This article explores the operation of an equal conductors Folded Half Wave Dipole using an NEC4 model.

Models

Common parameters for all models:

The models are based on a pair of conductors that has lowish Z0 and velocity factor so as to cause an observable effect.

Model 1 - Ordinary half wave dipole

An NEC4 model was created of a nominally half wave dipole formed from the parallel pair of wires with the conductors at each end bonded, and identical voltage sources inserted in the centre of each wire of the pair.

The dipole length was adjusted for approximately zero reactance at the feedpoint, and the length noted as 96% of a physical half wave and feedpoint impedance with both sources in parallel was 71.5Ω.

This model essentially establishes the impedance and length of an electrical half wave dipole using the ideal conductors in a vacuum.

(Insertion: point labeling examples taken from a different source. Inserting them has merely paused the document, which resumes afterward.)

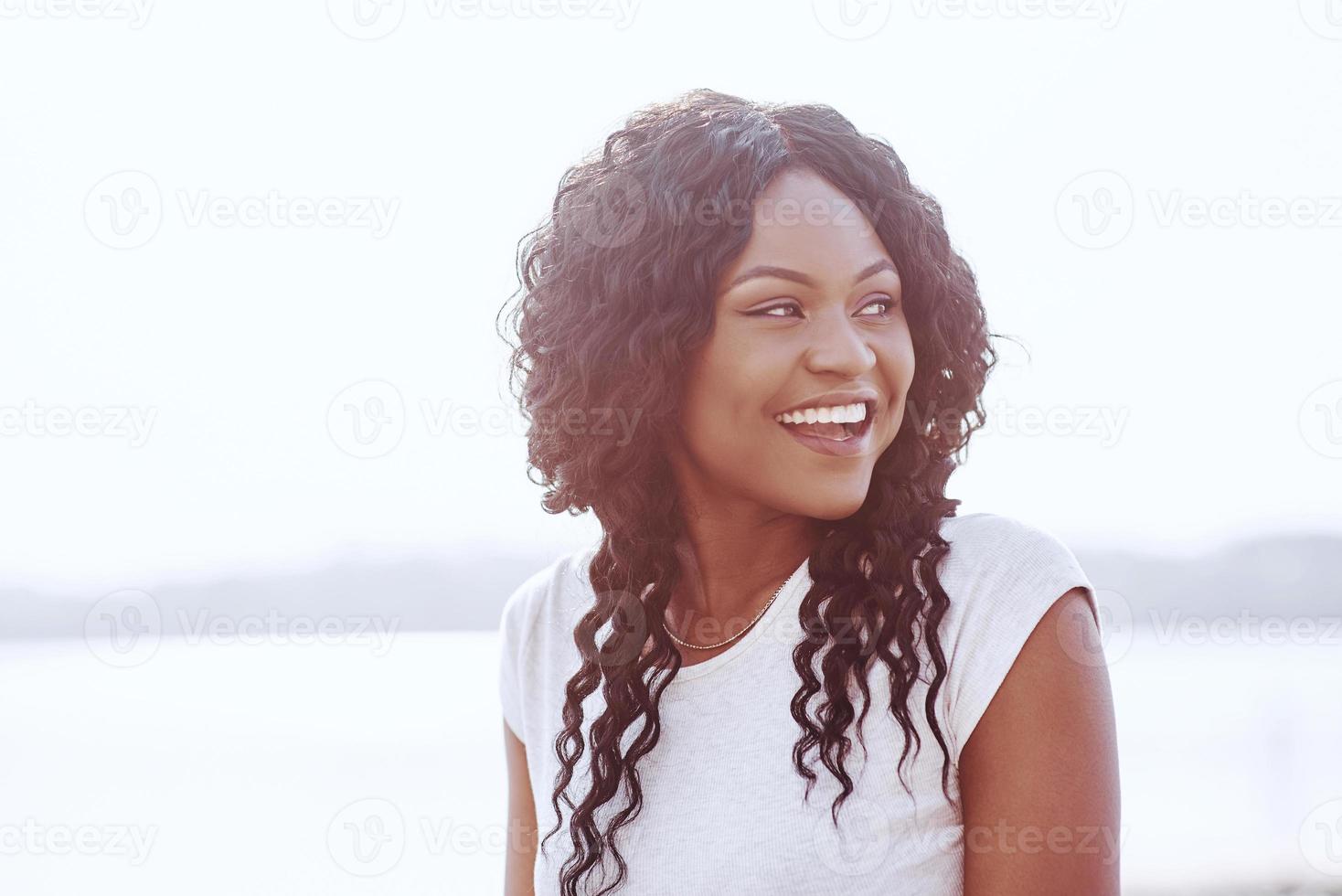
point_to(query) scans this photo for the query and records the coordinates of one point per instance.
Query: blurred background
(261, 493)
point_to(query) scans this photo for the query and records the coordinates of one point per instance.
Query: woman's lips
(847, 447)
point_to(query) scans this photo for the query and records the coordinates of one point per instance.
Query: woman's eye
(774, 312)
(886, 301)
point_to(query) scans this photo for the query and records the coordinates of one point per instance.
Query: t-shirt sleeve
(1001, 577)
(512, 636)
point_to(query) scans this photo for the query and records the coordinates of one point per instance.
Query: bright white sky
(1204, 344)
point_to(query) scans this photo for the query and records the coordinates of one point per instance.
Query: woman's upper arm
(521, 820)
(1038, 774)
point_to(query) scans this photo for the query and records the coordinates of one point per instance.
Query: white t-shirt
(722, 803)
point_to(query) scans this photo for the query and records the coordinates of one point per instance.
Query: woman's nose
(839, 347)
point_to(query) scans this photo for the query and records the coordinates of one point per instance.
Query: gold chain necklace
(708, 646)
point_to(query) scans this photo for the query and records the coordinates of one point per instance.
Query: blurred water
(338, 769)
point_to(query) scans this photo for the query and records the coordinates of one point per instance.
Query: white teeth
(836, 413)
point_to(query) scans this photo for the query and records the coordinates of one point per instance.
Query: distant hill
(1286, 576)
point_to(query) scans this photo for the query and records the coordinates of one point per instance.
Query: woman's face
(808, 316)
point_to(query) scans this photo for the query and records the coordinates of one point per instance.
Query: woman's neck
(731, 566)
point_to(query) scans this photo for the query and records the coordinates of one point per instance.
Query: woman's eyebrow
(797, 276)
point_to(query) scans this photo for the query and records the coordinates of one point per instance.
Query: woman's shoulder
(978, 537)
(1001, 563)
(550, 592)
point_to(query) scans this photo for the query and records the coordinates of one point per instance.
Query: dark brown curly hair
(616, 293)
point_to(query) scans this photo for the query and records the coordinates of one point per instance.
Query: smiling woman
(777, 543)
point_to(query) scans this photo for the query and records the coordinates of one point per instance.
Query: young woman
(745, 342)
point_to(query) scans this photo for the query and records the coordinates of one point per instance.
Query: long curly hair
(616, 294)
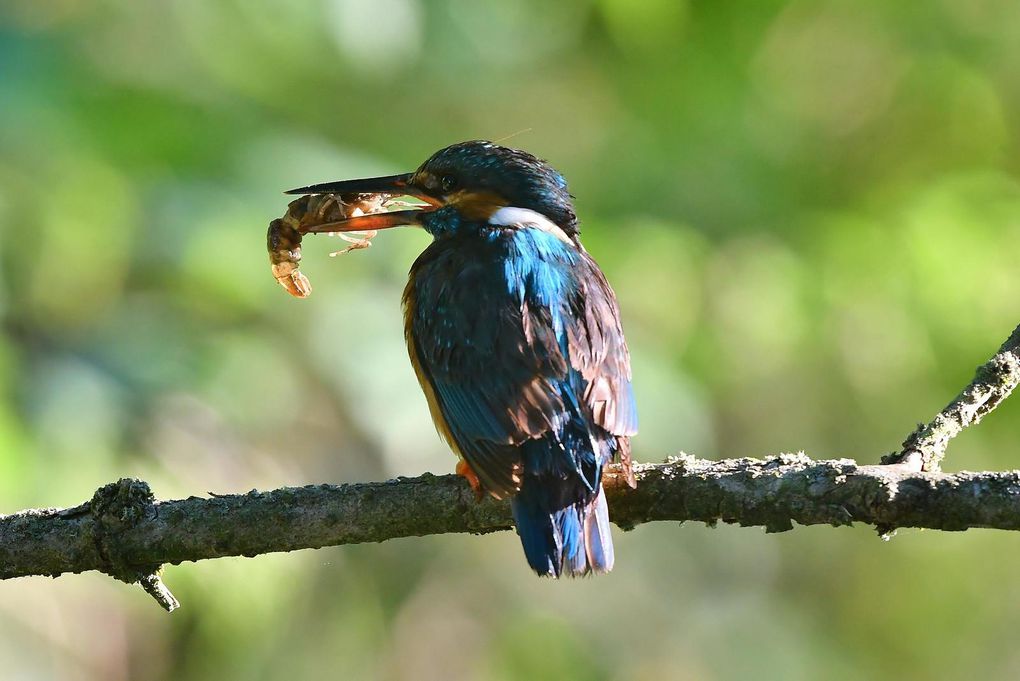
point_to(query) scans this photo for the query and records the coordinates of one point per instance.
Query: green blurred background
(810, 212)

Model 2 - Ordinary half wave dipole using insulated conductors

An NEC4 model was created of a nominally half wave dipole formed from the parallel pair of insulated wires with the conductors at each end bonded, and identical voltage sources inserted in the centre of each wire of the pair. The insulation is 2mm radial thickness of dielectric with permittivity 10.

The dipole length was adjusted for approximately zero reactance at the feedpoint, and the length noted as 92.9% of a physical half wave and feedpoint impedance with both sources in parallel was 67.0Ω. The feedpoint impedance is a little lower than that of a thin bar conductor in free space because of the effects of the insulation and the fatter conductor configuration, both of which contribute to shortening and so radiation resistance.

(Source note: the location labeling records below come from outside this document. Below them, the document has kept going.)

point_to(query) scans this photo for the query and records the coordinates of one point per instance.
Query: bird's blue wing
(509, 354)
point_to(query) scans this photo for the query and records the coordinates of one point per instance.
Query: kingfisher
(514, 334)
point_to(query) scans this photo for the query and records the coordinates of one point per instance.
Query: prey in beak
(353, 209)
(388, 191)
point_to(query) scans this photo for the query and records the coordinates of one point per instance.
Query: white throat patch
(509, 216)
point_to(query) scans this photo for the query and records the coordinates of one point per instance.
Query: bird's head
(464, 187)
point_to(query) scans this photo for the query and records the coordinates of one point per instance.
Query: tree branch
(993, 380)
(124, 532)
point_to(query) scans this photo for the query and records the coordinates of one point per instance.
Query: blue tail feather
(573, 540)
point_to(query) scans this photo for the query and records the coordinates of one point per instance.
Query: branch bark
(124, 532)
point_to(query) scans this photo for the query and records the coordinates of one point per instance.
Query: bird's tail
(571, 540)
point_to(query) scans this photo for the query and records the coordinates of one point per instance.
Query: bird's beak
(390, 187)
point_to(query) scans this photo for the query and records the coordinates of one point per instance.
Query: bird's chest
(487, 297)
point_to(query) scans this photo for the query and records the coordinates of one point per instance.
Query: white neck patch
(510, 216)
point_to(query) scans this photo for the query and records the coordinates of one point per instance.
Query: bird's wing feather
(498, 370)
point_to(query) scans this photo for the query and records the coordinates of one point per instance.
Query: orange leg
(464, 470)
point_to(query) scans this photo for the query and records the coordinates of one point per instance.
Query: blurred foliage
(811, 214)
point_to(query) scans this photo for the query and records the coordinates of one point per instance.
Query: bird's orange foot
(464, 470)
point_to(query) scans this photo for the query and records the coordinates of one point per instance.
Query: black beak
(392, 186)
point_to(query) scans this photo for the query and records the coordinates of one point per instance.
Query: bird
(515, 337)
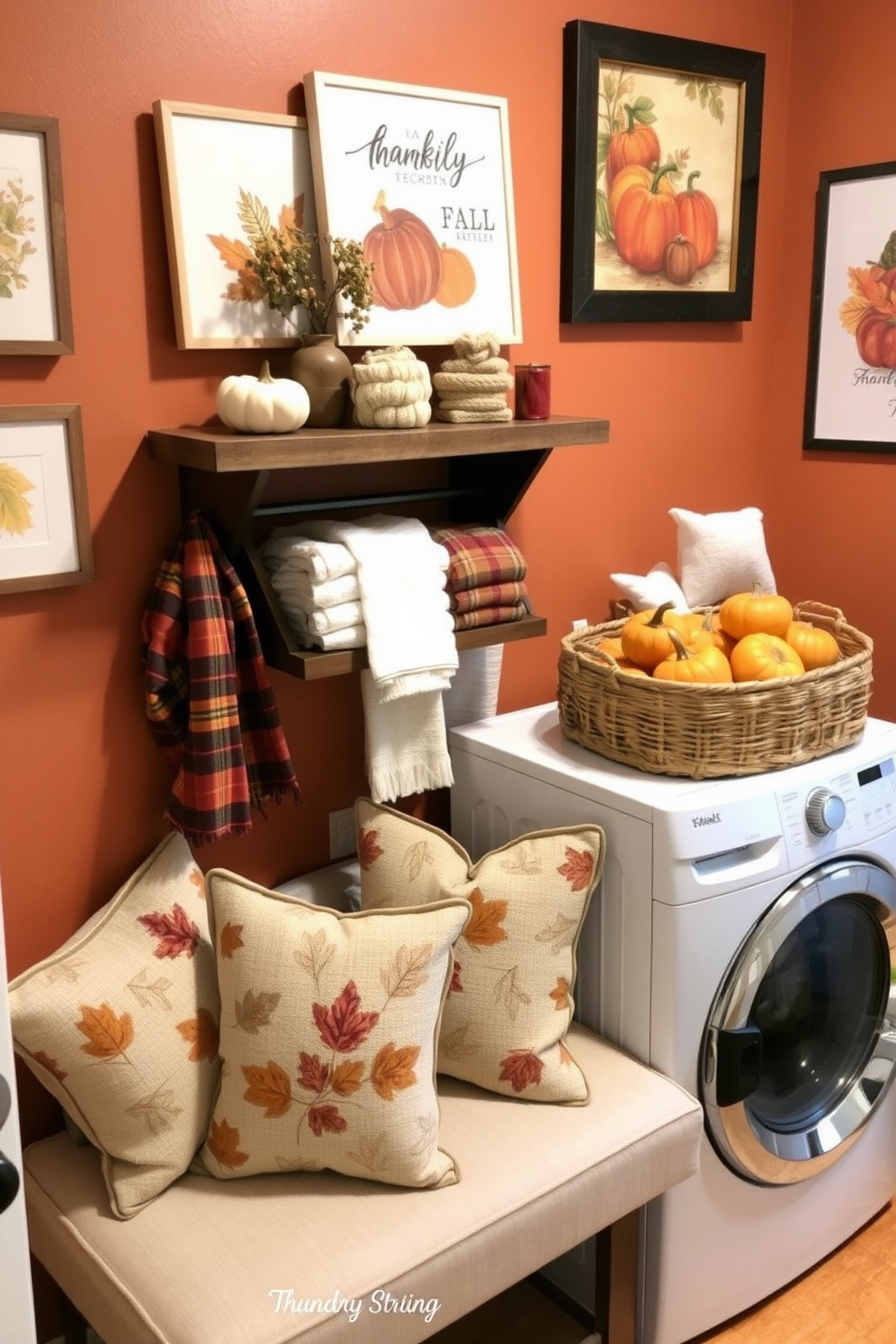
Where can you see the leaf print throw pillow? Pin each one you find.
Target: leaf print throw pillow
(509, 1002)
(121, 1026)
(328, 1036)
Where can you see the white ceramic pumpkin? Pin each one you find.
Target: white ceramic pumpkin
(262, 405)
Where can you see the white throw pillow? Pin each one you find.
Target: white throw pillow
(652, 589)
(720, 554)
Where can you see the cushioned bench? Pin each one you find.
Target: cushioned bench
(322, 1258)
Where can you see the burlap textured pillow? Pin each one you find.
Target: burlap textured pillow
(510, 996)
(121, 1026)
(330, 1023)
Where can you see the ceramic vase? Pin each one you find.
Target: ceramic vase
(325, 372)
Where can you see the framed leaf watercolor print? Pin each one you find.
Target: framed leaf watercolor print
(44, 523)
(228, 176)
(851, 386)
(659, 176)
(35, 303)
(422, 179)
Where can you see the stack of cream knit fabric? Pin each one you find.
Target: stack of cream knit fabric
(319, 590)
(473, 386)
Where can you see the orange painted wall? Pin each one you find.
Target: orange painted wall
(830, 518)
(703, 415)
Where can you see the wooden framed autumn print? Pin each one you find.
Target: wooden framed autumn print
(851, 386)
(228, 178)
(659, 176)
(35, 303)
(44, 523)
(422, 179)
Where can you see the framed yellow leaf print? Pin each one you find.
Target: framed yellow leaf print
(35, 304)
(44, 522)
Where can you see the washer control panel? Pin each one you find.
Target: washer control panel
(846, 808)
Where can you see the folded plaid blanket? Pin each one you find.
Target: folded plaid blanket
(479, 556)
(490, 616)
(490, 594)
(207, 694)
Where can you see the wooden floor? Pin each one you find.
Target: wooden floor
(849, 1299)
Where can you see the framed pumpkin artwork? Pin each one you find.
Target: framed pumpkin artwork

This model essentially establishes the impedance and length of an electrical half wave dipole using the ideal insulated conductors in a vacuum.

Model 3 -Finding the differential mode velocity factor of the pair of insulated conductors

An NEC4 model was created of a nominally half wave length of the parallel pair of insulated wires with the conductors at each end bonded, and a voltage sources inserted in the centre of one of the bonding conductors. The insulation is 2mm radial thickness of dielectric with permittivity 10.

The length was adjusted for approximately zero reactance at the feedpoint, and the length noted as 70.6% of a physical half wave.

This model essentially establishes the common mode velocity factor of the pair of insulated wires in a vacuum.

Model 4 -Folded half wave dipole using insulated conductors

An NEC4 model was created of a nominally half wave dipole formed from the parallel pair of insulated wires with the conductors at each end bonded, and a voltage source inserted in the centre of one wire of the pair. The insulation is 2mm radial thickness of dielectric with permittivity 10.

This model was the same one used for Model 1 with one of the sources removed.

The observed feed point impedance is 253-j65Ω, which does not support the traditional explanation of how a folded dipole works.

Model 5 -Model 4 adjusted in length for resonance

An NEC4 model was created of a nominally half wave dipole formed from the parallel pair of insulated wires with the conductors at each end bonded, and identical voltage sources inserted in the centre of each wire of the pair. The insulation is 2mm radial thickness of dielectric with permittivity 10.

This model was the same one used for Model 4, but with overal length adjusted for resonance (zero reactance) at the feedpoint.The length was increased by a very small amount to 95% of λ/4, which yielded observed feed point impedance is 322+j0Ω.

How does this folded dipole work?

The traditional explanation

The traditional explanation of a folded dipole with equal diameter conductors suggests that the feedpoint impedance is four times that of the equivalent unfolded dipole. The reasoning is that since the two conductors are very close to each other wrt wavelength, the net effect of the current is well approximated by summing the current in the conductors having regard for magnitude and phase. The assertion is that the currents are equal, so the feedpoint current is one half of the combined currents, and therefore the feedpoint impedance is four times that of the equivalent unfolded dipole.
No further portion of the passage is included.